A bag contains 20 Red balls and 16 Blue balls.
You repeatedly perform the following operation:
- Remove any two balls from the bag.
- If the two balls are the same color, add one Blue ball to the bag.
- If the two balls are of different colors, add one Red ball to the bag.
Each operation removes two balls and adds one ball back to the bag, and the process continues until only one ball remains.
What will be the color of the last remaining ball?
Check if you were right - full answer with solution below.

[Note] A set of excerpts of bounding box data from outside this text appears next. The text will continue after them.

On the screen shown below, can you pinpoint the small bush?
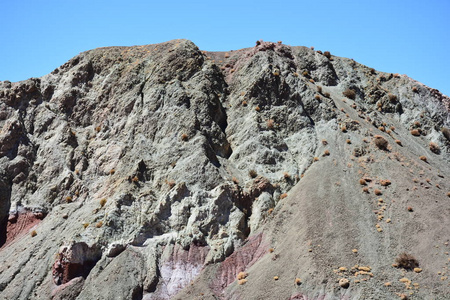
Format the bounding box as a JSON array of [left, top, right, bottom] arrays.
[[380, 179, 391, 186], [430, 142, 441, 154], [441, 127, 450, 141], [342, 89, 356, 100], [373, 135, 388, 150], [395, 252, 419, 270]]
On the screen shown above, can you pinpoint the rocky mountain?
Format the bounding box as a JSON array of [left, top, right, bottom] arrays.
[[0, 40, 450, 300]]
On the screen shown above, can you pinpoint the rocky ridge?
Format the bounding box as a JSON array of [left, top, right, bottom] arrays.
[[0, 40, 450, 299]]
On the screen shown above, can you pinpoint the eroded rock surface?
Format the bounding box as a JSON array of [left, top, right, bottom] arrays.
[[0, 40, 450, 299]]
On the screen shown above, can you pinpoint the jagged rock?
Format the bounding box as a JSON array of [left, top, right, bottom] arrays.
[[0, 40, 450, 299]]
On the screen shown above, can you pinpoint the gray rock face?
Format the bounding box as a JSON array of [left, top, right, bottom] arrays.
[[0, 40, 450, 299]]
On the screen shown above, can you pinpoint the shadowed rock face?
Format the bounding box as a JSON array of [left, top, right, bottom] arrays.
[[0, 40, 450, 299]]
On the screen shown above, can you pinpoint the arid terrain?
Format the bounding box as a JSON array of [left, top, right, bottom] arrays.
[[0, 40, 450, 300]]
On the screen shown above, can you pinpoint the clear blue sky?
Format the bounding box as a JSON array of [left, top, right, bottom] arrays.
[[0, 0, 450, 95]]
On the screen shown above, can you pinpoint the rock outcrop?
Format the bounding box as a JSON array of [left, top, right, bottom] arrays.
[[0, 40, 450, 299]]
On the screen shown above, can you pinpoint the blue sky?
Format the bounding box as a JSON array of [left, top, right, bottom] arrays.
[[0, 0, 450, 95]]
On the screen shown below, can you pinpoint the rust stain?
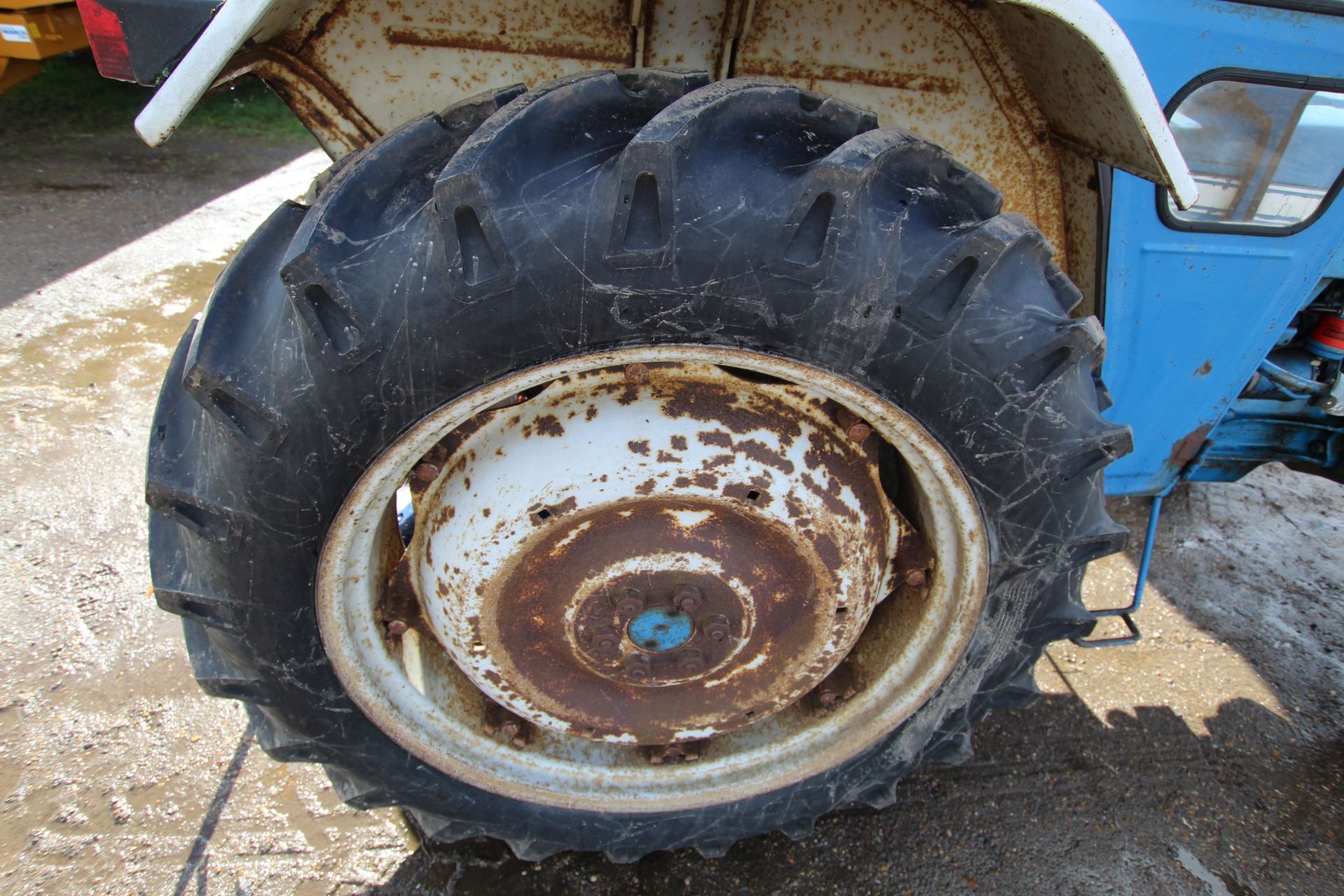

Step 1: Check the number of Red balls
Initially:
- 20 Red balls
- 16 Blue balls
20 is an even number.
Step 2: What happens to Red balls?
When two balls are removed:
- Red + Red → Red decreases by 2
- Blue + Blue → Red unchanged
- Red + Blue → Red unchanged
So the number of Red balls either decreases by 2 or stays the same.
This means the number of Red balls always remains even.
Step 3: The last ball
At the end, only one ball remains.
If it were Red, then the number of Red balls would be 1 (odd).
But we have already shown that the number of Red balls always remains even.
Since this is not possible, the last ball cannot be Red.
So, the only possibility is that the last remaining ball is Blue.
Core Insight
For this set of replacement rules:
- If the initial number of Red balls is odd, the last ball is Red.
- If it is even, the last ball is Blue.